Non ce l’ha fatta Cesare, il micio tigrato che da anni accoglieva con un miagolio affettuoso
i viaggiatori della stazione di Colleferro.
Dopo quasi due settimane di cure intensive al Policlinico Veterinario Roma Sud, il suo cuore si è fermato.
Era stato ritrovato a gennaio in condizioni disperate; qualcuno lo aveva preso a calci, lasciandolo agonizzante al freddo.

L’associazione Gatti del Giovenzano, che da tempo si occupava dei gatti della zona, lo aveva ricoverato
e assistito grazie a una raccolta fondi. Nonostante gli sforzi, il corpo di Cesare non ha retto ai traumi e alle ferite interne. I veterinari, dopo giorni di tentativi, hanno dovuto interrompere le cure praticando l’eutanasia.
La morte del gatto ha lasciato sgomenta l’intera comunità dei pendolari e dei volontari che lo conoscevano.
Sui social, è nata una pagina dedicata alla sua memoria, dove ogni giorno vengono condivise foto e ricordi.
Ma insieme alla commozione cresce anche la rabbia, «Una targa in stazione sarebbe un segno importante, perché ricordi a tutti che il maltrattamento animale è un reato grave», afferma Elisa Tocca, che insieme all’associazione ha avviato una petizione rivolta a Ferrovie dello Stato Italiane.

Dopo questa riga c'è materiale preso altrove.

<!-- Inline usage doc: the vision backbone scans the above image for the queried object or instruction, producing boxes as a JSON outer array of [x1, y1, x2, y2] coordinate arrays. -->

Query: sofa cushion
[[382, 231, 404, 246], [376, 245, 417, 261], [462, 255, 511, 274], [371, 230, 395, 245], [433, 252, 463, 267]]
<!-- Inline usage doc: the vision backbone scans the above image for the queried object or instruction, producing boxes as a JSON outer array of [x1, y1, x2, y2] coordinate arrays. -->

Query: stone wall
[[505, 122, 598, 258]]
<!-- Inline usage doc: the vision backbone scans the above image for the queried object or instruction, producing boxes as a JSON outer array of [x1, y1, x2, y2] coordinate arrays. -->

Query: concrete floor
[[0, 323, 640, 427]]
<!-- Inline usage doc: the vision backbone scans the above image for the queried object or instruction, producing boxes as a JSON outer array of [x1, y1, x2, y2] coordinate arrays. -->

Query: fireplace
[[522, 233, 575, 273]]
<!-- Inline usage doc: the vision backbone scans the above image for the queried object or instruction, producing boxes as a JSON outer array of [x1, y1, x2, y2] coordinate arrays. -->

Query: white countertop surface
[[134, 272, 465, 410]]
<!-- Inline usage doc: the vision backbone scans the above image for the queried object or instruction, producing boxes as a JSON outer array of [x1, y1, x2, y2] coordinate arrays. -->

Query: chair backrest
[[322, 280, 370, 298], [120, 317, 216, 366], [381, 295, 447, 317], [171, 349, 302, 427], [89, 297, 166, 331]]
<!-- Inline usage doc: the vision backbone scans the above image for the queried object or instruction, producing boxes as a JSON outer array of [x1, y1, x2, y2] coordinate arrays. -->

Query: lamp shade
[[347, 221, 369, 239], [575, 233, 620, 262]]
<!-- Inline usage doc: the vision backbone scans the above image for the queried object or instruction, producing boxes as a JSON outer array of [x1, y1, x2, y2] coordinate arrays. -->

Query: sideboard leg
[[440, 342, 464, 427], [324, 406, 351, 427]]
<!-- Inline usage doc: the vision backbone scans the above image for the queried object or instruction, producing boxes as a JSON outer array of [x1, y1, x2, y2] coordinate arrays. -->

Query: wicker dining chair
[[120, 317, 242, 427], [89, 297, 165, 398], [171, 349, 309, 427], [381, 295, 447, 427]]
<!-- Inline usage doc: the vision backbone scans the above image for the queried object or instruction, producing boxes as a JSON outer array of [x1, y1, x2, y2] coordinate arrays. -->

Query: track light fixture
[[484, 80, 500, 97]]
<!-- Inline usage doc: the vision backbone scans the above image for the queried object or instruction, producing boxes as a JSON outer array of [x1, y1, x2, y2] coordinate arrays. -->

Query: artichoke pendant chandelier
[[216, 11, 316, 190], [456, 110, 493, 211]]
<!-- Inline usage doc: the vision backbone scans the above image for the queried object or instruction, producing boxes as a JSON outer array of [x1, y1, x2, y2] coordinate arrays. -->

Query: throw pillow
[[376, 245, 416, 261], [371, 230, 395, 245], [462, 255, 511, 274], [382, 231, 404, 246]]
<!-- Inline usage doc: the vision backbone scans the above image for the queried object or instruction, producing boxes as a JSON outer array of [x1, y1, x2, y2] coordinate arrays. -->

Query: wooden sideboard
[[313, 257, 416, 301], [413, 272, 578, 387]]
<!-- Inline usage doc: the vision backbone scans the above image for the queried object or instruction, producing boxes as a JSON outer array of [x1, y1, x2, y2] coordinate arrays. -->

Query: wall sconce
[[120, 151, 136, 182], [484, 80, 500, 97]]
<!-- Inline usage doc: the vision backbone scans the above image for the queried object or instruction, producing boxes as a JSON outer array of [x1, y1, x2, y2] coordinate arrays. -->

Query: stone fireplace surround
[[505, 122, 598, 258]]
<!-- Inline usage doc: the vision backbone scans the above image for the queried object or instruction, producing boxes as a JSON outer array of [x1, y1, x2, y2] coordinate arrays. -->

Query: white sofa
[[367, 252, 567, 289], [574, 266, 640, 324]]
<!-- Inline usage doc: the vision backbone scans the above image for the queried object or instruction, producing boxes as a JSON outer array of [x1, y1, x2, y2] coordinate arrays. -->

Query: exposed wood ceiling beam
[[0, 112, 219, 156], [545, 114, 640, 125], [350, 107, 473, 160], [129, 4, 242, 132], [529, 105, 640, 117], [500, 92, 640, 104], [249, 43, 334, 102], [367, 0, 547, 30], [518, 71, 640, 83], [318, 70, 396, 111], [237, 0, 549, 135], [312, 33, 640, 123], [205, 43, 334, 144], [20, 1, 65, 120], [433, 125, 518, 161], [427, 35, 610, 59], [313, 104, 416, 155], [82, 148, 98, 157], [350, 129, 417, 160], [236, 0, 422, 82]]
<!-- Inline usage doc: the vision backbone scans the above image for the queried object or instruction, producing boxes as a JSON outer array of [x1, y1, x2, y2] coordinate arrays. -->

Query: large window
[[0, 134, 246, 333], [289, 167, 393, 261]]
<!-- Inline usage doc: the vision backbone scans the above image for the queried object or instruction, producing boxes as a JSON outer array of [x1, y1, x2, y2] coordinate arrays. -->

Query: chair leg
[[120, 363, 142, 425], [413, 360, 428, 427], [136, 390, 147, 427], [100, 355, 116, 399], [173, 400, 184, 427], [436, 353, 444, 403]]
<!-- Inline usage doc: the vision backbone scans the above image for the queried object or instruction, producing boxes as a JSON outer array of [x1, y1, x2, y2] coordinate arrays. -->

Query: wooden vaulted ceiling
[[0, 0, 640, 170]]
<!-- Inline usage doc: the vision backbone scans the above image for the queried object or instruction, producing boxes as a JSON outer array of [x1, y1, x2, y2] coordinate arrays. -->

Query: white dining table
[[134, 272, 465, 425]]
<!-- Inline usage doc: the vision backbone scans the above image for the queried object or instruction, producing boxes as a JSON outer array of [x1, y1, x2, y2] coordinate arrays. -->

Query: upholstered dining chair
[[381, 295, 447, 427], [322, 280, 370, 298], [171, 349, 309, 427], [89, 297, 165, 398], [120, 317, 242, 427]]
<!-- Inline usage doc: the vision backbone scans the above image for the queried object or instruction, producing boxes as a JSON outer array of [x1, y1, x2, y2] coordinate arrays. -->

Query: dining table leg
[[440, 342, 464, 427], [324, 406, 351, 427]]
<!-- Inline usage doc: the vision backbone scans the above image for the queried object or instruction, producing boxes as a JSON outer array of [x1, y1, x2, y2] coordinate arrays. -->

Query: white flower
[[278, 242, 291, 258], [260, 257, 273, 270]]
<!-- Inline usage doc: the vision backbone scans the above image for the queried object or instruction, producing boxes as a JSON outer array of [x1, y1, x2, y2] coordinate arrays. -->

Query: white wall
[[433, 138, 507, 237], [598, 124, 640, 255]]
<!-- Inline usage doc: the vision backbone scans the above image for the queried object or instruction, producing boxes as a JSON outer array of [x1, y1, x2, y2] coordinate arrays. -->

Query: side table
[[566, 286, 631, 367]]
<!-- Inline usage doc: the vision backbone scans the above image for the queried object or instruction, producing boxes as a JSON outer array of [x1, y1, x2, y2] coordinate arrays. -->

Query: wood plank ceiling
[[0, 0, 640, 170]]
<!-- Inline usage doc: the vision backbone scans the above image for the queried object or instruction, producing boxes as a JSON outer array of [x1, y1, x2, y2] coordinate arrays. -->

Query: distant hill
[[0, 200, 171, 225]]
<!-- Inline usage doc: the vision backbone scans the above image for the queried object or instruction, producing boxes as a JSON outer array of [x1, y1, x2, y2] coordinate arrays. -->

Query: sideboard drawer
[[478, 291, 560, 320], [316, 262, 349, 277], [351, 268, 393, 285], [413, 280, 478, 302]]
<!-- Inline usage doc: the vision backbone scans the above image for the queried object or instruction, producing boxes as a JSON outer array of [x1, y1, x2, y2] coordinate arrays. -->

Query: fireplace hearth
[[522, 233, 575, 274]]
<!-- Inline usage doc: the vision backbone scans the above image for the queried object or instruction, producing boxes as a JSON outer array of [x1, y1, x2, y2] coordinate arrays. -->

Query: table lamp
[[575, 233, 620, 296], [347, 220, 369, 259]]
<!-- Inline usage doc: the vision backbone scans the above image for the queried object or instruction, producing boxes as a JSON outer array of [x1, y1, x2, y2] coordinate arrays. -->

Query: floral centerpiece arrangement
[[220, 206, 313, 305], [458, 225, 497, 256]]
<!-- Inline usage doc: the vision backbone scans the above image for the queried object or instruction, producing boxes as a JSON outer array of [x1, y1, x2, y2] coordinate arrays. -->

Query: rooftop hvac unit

I volontari denunciano inoltre che già a fine 2024 erano stati segnalati rischi per la sicurezza del gatto, senza che venissero presi provvedimenti. E accusano i Carabinieri di aver minimizzato la gravità dell’aggressione al momento della denuncia, scoraggiando chi voleva sporgere querela.
Il sindaco di Colleferro dichiara: «L’uccisione di Cesare è un atto criminale. Chi ha compiuto questo gesto va identificato e portato davanti alla giustizia. Abbiamo deciso di intitolargli lo sportello per i diritti degli animali che apriremo all’Auditorium dello Scalo, come simbolo di rispetto e tutela verso tutte le creature.»
Inoltre il primo cittadino ha poi voluto precisare i limiti delle competenze comunali dichiarando:
«La stazione non dipende dal Comune e l’ordine pubblico è affidato alla Polizia di Stato. Tuttavia, chiediamo al Ministero dell’Interno di potenziare la presenza delle forze dell’ordine e di riaprire il presidio della Polfer. E al Ministero delle Infrastrutture di installare sistemi di videosorveglianza efficaci. La sicurezza non si garantisce con le parole, ma con uomini e strumenti sul campo.»
Cesare non era solo un gatto randagio: era parte del paesaggio quotidiano, un piccolo punto fermo per chi ogni giorno attraversava la stazione. La sua morte ha acceso una riflessione profonda su quanto ancora la crudeltà sugli animali resti impunita.
Oggi la sua storia è diventata un simbolo di civiltà e di memoria: perché ricordarlo significa chiedere rispetto, giustizia e una società più umana.